IV
My early experiences with photography were more concerned with technique and my efforts centered around making well-crafted images that simply “looked good”. I found the process of making images to be gratifying and enjoyable, but I both struggled and refused to use photography as a means of deeper expression. Four years ago, I was diagnosed with stage IV Hodgkin’s Lymphoma. Throughout that horrible journey and the three years since, I made the decision to protect myself mentally and emotionally by blocking out the pain and fear that characterized my experience. Rather than taking the time to analyze, hate, feel, appreciate, or learn, I coped by simply burying that part of my life. I convinced myself that whatever benefit were to come out of that reflection, it would not be worth that pain that would come with excavating those memories and emotions. Young Arts became the catalyst for my attempts towards transitioning from simply taking pictures to creating images grounded in my experience. Perhaps more importantly, it is the catalyst that prompted me to reflect on the most difficult part of my life. The process of reflecting upon my experience and creating images that illustrate my journey has been both scary and liberating. I’ve realized that photography has since become a means by which I am able to express emotion while addressing any number of life’s challenges.
IV is a collection of images attempting to explore and document the defining moments of my experience as a teenager with stage IV cancer. The most agonizing part of being a cancer patient often isn’t the disease itself, but rather it’s feeling like you’re a cancer patient. The images seek to depict the most sickening and painful parts of my personal experience…the parts that made me feel like I was a cancer patient. Even when I was fortunate to find some sense of normalcy to distract from the horror inside, there were certain things that would rip me back to my reality. IV aims to depict those terribly intimate things objectively and with little emotion. Because ultimately, cancer did not take me, and I will not let it define me.
Pennies--Before and after every chemotherapy infusion, nurses do what’s known as a “saline flush.” The mixture of salt and water is designed to not only sterilize intravenous lines, but to force any medication left in the line into your vein. Its main side effect is a taste in patients’ mouths: copper pennies. After countless flushes, my body associated the penny taste to infusion, and I would gag until it dissipated.

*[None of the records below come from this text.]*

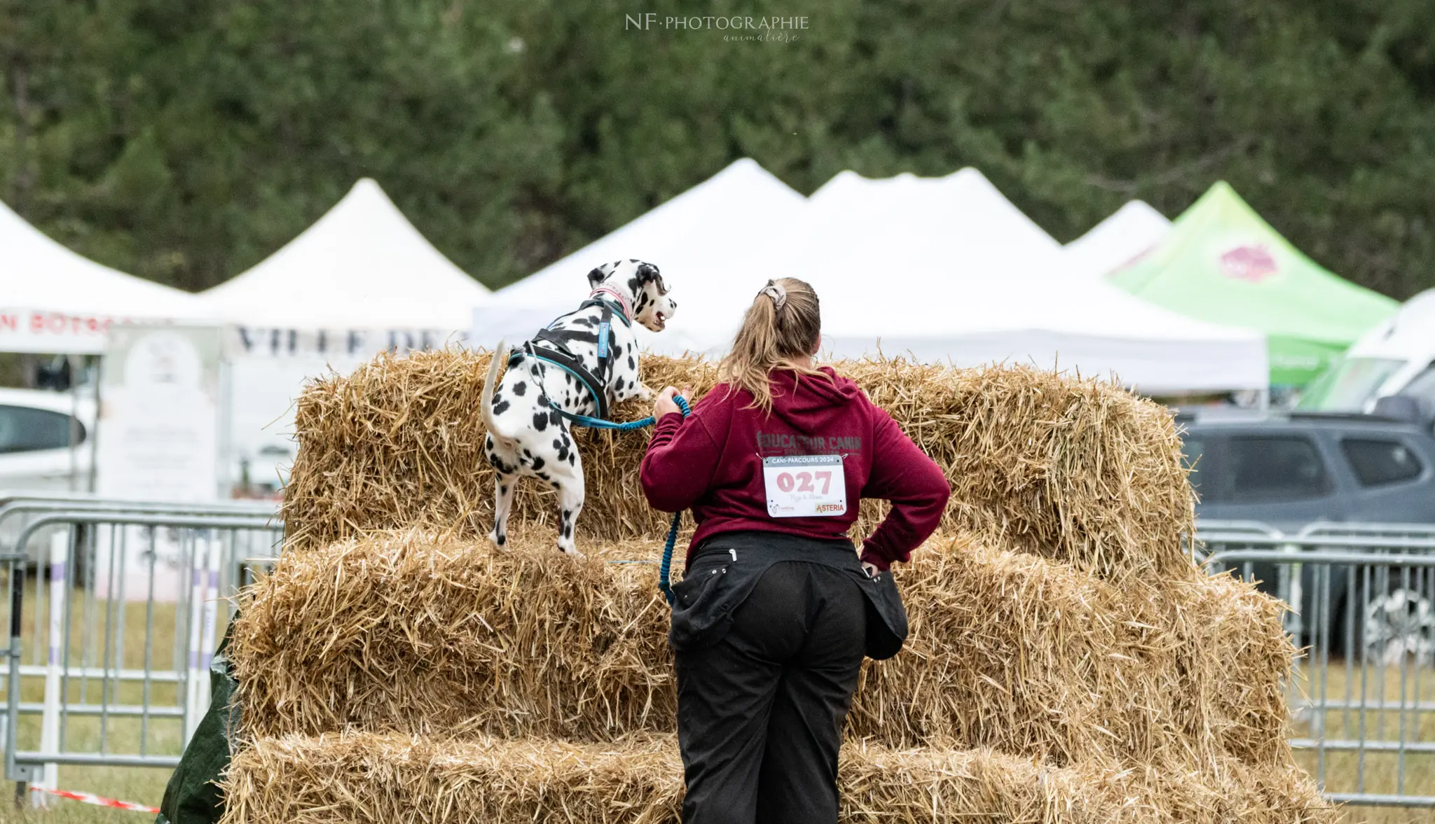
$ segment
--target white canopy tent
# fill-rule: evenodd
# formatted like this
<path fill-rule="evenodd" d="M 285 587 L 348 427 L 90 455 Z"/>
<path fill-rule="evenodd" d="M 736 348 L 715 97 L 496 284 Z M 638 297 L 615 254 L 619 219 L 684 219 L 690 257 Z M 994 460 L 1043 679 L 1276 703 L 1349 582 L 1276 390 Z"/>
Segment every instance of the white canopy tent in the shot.
<path fill-rule="evenodd" d="M 806 199 L 752 159 L 722 172 L 577 252 L 499 289 L 474 317 L 474 342 L 494 345 L 527 340 L 588 294 L 584 279 L 597 265 L 637 258 L 656 265 L 677 301 L 677 315 L 657 334 L 637 328 L 650 351 L 705 351 L 732 340 L 710 318 L 732 318 L 769 277 L 781 272 L 736 262 L 779 238 L 801 215 Z M 749 288 L 751 287 L 751 288 Z M 726 335 L 726 337 L 723 337 Z"/>
<path fill-rule="evenodd" d="M 443 335 L 466 330 L 488 300 L 369 178 L 253 269 L 199 294 L 207 310 L 244 327 Z"/>
<path fill-rule="evenodd" d="M 1258 334 L 1062 275 L 1059 245 L 976 169 L 885 181 L 844 172 L 759 264 L 818 289 L 824 350 L 837 357 L 1035 363 L 1115 373 L 1152 394 L 1267 385 Z M 752 279 L 749 300 L 762 285 Z"/>
<path fill-rule="evenodd" d="M 1131 201 L 1062 249 L 1069 277 L 1099 278 L 1144 255 L 1171 231 L 1171 221 L 1145 201 Z"/>
<path fill-rule="evenodd" d="M 98 354 L 112 322 L 202 314 L 194 295 L 96 264 L 0 203 L 0 351 Z"/>
<path fill-rule="evenodd" d="M 306 380 L 383 350 L 459 341 L 491 292 L 364 178 L 281 249 L 198 297 L 228 325 L 225 464 L 258 492 L 293 460 L 291 404 Z"/>

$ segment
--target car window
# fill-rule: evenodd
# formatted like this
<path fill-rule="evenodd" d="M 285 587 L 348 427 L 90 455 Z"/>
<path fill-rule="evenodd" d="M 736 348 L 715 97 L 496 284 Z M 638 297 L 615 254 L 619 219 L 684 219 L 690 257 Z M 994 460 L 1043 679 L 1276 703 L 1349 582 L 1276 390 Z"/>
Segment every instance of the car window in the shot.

Red Devil--Doxorubicin is one of the most toxic chemotherapy drugs in the world. Called “The Red Devil,” it gets its name from its bright red color. The feeling that came over my body as it dripped into my system can only be described as hell, making the nickname all the more accurate. One side effect of the drug is reddish-colored urine. Even post-infusion, the unsettling sight brought back the pain I was so eager to never feel again.
Port--A port is a plastic device surgically placed under the skin of cancer patients at the beginning of the treatment process to more efficiently deliver drugs into the body. When I slept at night, I would occasionally brush my arm against it. I would scratch it until it bled, praying that somehow it would disappear so I could embrace the release that was sleep.
Piso Seis--The elevator leading to the 6th floor of Children’s Hospital was called the train elevator. Upon arrival at the floor, the overhead speaker would loudly ring, “Piso seis!” before letting out an obnoxious “Choo-Choo!” The forced positivity made me angry, especially for an elevator leading to a floor completely devoid of it.
Tegaderm--After checking in for each infusion, the nurse taking my vitals would glance at her computer and ask for my arm as she fastened an allergy bracelet to my wrist. I would walk to the infusion room, cursing myself for letting my arm be tagged with such a defining constriction. As I felt the overtight plastic begin to pool the blood under my skin, I couldn’t help but relate the hold it had on my hand to cancer’s hold on my mentality.
Straitjacket--In my mind, the hospital gown signaled weakness, vulnerability, and convalescence. The material felt sterile, and whenever I wore it, I felt like the gown was devouring me. In my pursuit of normalcy, the last thing I wanted to do was look in my closet and see a reminder that I was sick, that I was a patient, and that I had cancer.
Duck Feathers--Three weeks and four days into my treatment, I woke up only to see a web of brown strands on my pillow. I could only watch as the coarse, thick hair that my dad had always called “duck feathers” fell from my head. Tears came to my eyes as I truly realized for the first time that I was a cancer patient. I shaved the rest of my head just hours later.
Shiver--As I sat in a chair with the chemotherapy pumping into me, the chill resulting from the IV line that ran up my skin held me back from the sleep I so desperately wanted, and it served as a constant reminder of the frigid poison dripping into my chest.
Liquid Gold--I kept a bag of pineapples on my bedroom floor. My anxiety the mornings before infusions caused such violent nausea that smelling the juice I squeezed out of bagged pineapples as I sat against my wall was the only way I could escape vomiting.
Not Available--With the steroids I was on, I went from skin and bones to overweight almost overnight. I struggled with my own body image. I was embarrassed, and I hated how sickly I looked. My pale skin, patchy head, filled out cheeks, and sunken eyes turned me into what I could only see as ghastly. I would lash out at friends and family trying to get me in photos. The result: a void in my photographic timeline.